On Thursday morning, Kevin demanded that I stop and “pretty up” the 9:00 am Friday meeting schedule. I told Kevin that I wouldn’t be doing that.  My priority was to get the line items done, and I had some doubts about whether I would even be in the Friday meeting if I didn’t have the line items done. I explained that I kept getting interrupted, which slowed the process. He went to my supervisor. They both came out to direct me to “pretty up” the schedule. Now, it might have been worth the break if it were a five-minute task to pretty up the document. But it was easily going to take half the day to do.

Focused on Productivity and Priorities

So, I picked up the phone and called my mentor. Fortunately, I had a formal mentor in this company, who was there to help me navigate the challenges.) I was 45 minutes away from his office without traffic. His assistant said he could see me in 30 minutes for 15 minutes. My mentor and I sat down. He was one of the executives in the Friday meeting and had seen that document for a year. I told him my dilemma. I had critical priorities for the spending project by Friday, the close of business. Still, I kept being interrupted and berated for not taking the time to beautify an internal document that the exec team had been seeing for a year!
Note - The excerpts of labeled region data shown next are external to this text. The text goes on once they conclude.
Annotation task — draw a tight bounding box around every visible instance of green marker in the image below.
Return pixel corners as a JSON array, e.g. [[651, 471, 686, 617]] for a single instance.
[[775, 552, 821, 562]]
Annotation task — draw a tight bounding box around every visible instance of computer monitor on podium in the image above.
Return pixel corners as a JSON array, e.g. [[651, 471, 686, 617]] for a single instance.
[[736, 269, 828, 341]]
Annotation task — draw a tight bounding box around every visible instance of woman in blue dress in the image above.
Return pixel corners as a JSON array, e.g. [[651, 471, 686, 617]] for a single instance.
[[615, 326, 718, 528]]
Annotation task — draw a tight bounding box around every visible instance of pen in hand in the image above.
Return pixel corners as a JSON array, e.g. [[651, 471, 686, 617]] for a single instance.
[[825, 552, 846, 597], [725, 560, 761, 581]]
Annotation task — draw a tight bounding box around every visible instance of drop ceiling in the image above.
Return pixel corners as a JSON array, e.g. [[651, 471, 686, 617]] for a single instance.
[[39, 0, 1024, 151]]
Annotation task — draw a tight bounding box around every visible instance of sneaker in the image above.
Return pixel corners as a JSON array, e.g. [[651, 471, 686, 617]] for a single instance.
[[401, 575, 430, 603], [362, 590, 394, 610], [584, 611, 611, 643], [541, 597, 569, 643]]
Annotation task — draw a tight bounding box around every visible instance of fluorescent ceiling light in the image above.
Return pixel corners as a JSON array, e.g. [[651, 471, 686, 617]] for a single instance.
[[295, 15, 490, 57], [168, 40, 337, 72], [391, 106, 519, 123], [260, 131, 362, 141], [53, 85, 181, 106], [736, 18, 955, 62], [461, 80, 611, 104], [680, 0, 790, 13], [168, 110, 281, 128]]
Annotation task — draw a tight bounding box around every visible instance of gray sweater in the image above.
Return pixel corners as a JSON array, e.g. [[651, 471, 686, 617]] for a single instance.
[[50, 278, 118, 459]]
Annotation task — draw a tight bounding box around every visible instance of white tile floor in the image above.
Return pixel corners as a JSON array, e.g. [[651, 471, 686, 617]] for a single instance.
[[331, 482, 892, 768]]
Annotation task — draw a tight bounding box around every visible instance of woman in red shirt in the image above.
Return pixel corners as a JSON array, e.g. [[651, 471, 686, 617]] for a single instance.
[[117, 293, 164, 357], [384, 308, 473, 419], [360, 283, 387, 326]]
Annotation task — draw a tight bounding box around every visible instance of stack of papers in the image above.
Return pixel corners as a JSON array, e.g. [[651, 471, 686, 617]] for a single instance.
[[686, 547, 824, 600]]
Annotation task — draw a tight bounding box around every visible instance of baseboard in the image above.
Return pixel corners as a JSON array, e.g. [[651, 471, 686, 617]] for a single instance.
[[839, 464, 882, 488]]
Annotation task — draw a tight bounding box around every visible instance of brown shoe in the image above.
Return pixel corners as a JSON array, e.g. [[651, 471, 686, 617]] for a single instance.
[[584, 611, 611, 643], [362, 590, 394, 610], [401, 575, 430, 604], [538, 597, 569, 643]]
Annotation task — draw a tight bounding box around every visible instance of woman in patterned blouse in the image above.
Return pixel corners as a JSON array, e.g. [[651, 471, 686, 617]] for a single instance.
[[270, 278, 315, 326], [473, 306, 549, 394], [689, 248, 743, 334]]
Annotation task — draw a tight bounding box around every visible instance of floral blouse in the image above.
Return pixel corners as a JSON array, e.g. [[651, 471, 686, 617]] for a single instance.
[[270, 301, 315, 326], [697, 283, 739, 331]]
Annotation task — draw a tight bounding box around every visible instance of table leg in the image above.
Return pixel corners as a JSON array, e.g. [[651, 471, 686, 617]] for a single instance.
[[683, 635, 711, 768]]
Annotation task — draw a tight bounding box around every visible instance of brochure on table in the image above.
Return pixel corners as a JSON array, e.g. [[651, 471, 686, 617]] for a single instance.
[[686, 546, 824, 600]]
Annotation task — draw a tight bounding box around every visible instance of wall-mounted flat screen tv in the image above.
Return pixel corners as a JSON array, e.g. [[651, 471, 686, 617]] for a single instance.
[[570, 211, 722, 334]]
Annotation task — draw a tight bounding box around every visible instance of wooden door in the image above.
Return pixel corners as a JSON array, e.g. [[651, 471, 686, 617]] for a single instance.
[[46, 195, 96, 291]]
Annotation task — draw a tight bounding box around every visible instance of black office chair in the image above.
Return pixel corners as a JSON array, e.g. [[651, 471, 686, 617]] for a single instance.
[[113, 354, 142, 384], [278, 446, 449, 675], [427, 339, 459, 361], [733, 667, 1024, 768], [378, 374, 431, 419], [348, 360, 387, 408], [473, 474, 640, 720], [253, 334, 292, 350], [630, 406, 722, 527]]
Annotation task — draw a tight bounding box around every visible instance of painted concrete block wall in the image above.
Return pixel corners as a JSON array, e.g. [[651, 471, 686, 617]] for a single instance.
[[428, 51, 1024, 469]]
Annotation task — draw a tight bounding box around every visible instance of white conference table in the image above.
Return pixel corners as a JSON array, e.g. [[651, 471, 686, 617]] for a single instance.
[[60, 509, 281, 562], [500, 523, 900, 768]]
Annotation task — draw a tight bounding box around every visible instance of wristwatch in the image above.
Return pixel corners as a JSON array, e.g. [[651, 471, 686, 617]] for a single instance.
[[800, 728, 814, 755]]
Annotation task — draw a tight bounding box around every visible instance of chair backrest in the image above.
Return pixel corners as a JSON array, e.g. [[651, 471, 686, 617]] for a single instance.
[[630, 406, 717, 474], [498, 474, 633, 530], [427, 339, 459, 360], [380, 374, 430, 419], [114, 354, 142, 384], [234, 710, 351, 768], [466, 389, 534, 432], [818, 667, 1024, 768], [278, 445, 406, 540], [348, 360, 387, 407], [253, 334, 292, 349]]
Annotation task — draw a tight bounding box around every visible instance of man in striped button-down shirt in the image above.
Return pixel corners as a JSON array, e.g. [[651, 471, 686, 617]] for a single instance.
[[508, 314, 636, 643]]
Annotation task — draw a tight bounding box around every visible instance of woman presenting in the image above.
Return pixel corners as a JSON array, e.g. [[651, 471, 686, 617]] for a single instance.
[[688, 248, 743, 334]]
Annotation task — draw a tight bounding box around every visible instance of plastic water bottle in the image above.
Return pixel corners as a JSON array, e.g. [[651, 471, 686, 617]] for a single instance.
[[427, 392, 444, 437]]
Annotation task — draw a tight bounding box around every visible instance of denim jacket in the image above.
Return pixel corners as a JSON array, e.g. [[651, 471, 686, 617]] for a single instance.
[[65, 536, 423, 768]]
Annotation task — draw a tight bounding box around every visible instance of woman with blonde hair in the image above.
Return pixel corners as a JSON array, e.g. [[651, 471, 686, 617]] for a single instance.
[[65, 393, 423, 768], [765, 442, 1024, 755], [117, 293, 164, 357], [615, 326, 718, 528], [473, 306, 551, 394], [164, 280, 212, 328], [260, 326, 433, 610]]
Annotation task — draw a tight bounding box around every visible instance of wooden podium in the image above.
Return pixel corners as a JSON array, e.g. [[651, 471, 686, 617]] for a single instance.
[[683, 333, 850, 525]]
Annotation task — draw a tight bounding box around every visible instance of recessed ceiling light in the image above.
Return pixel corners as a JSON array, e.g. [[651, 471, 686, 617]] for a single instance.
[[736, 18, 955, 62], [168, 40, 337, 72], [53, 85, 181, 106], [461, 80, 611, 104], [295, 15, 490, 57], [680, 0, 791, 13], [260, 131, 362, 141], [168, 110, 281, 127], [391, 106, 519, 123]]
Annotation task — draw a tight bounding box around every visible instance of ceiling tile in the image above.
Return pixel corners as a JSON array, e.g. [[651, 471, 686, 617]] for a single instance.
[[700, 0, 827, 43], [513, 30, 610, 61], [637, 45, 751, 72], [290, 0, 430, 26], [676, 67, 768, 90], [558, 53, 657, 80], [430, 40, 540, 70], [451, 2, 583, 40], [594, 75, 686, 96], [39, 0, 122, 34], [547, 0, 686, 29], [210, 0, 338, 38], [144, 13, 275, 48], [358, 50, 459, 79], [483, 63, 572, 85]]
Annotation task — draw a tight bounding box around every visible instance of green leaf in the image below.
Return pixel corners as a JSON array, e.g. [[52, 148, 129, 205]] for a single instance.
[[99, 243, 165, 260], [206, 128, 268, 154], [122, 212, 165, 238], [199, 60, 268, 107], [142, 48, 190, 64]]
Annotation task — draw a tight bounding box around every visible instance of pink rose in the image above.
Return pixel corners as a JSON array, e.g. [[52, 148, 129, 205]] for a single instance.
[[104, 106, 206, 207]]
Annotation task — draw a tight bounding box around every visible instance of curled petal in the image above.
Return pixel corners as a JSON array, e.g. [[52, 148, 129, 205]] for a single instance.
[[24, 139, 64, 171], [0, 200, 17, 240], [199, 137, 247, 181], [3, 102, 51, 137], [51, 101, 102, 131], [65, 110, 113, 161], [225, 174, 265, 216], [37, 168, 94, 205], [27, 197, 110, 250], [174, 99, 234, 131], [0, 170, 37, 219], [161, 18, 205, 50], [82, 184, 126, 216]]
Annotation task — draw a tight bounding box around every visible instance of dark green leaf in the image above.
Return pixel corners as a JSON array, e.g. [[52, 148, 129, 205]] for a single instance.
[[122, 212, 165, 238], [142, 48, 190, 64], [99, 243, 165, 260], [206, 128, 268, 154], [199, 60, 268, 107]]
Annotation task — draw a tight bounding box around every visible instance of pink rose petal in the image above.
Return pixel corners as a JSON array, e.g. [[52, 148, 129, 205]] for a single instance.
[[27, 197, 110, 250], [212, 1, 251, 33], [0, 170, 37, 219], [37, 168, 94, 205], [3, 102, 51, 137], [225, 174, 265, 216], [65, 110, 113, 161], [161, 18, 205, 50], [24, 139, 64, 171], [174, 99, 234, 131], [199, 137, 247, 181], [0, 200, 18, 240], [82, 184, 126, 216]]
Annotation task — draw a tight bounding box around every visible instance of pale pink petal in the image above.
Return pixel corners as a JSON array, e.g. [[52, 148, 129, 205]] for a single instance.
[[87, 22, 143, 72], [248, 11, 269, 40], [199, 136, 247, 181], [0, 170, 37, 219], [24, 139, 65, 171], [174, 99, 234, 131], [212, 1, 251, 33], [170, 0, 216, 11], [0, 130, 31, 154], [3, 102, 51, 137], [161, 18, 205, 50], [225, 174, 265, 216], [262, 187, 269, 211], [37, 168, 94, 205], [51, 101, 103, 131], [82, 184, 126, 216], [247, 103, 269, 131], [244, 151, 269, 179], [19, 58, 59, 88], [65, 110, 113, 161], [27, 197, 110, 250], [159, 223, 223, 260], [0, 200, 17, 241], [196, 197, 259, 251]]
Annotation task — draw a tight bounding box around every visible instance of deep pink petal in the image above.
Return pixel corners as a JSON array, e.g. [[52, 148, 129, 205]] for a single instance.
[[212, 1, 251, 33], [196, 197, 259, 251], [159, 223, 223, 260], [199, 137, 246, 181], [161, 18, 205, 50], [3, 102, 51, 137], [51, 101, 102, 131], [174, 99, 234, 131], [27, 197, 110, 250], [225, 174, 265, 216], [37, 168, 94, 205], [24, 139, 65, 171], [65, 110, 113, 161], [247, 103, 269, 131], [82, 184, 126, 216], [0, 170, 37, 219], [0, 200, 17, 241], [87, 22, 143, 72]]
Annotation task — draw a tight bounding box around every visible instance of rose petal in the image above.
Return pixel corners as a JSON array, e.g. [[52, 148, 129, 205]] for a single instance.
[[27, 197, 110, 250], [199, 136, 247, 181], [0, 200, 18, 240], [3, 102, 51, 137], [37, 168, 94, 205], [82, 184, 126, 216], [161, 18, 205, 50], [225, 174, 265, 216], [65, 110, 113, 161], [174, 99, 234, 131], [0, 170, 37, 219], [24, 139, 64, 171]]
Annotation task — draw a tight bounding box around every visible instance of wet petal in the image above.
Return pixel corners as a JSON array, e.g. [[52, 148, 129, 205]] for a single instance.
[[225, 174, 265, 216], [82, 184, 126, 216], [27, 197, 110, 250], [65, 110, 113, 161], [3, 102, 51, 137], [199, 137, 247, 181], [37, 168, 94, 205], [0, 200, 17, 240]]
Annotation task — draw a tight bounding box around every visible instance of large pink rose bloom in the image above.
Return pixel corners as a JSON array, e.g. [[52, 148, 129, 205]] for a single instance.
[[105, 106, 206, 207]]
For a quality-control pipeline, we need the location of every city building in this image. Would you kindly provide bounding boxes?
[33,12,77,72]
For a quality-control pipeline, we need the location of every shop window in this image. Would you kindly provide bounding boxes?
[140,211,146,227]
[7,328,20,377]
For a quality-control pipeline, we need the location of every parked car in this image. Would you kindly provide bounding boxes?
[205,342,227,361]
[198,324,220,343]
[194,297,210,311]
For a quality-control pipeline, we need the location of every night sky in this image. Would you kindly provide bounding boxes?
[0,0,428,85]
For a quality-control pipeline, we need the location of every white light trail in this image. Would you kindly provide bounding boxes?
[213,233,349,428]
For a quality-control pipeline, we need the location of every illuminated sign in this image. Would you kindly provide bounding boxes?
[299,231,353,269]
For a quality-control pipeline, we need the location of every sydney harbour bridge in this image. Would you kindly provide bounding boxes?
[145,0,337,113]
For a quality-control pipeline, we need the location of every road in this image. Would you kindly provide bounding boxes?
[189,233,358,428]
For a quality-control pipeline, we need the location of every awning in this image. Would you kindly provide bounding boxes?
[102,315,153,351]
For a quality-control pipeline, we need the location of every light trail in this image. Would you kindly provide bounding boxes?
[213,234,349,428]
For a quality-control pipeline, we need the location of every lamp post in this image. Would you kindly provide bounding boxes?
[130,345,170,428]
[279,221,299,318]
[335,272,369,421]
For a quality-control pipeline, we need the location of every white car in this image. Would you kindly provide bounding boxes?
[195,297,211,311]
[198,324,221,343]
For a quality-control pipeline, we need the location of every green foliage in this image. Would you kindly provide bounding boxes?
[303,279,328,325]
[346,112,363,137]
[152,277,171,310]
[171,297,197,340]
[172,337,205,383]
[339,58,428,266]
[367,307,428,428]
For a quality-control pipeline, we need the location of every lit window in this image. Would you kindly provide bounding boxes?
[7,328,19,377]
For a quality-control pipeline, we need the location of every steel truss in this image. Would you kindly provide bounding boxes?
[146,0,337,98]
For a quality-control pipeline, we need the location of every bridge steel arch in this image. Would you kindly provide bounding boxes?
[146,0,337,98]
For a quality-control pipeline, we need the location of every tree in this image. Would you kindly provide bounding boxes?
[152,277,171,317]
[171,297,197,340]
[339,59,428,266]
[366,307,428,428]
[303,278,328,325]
As we talked, my mentor was dumbfounded that the priorities weren’t clear to my managers. The project spending had to be done. Not only was any time away from that project (including my trip to his office) putting the project at risk, but an internal document needed to be focused on content and not appearance. If it was readable and contained the information in the proper format to make decisions, that was all that mattered, especially after having that report in place for a year.

Realign Activities to Results

As a result of our mentor session, he made a call that, shall we say, “realigned” everyone’s priorities. He made the difference between real productivity, priorities, and busywork clear. It was a lesson my managers never forgot. You see, my mentor was their boss.

Lessons Learned from “Pretty Work” and “Just in Case”

From this one example, where the priorities established for the organization weren’t being translated and cascaded down properly, you may be able to identify similar misalignments in your organization. Is every level of your organization prioritizing the work that matters? It meant that the work that made the products that served the customer was often placed at a lower priority than internal politics and “pretty work.”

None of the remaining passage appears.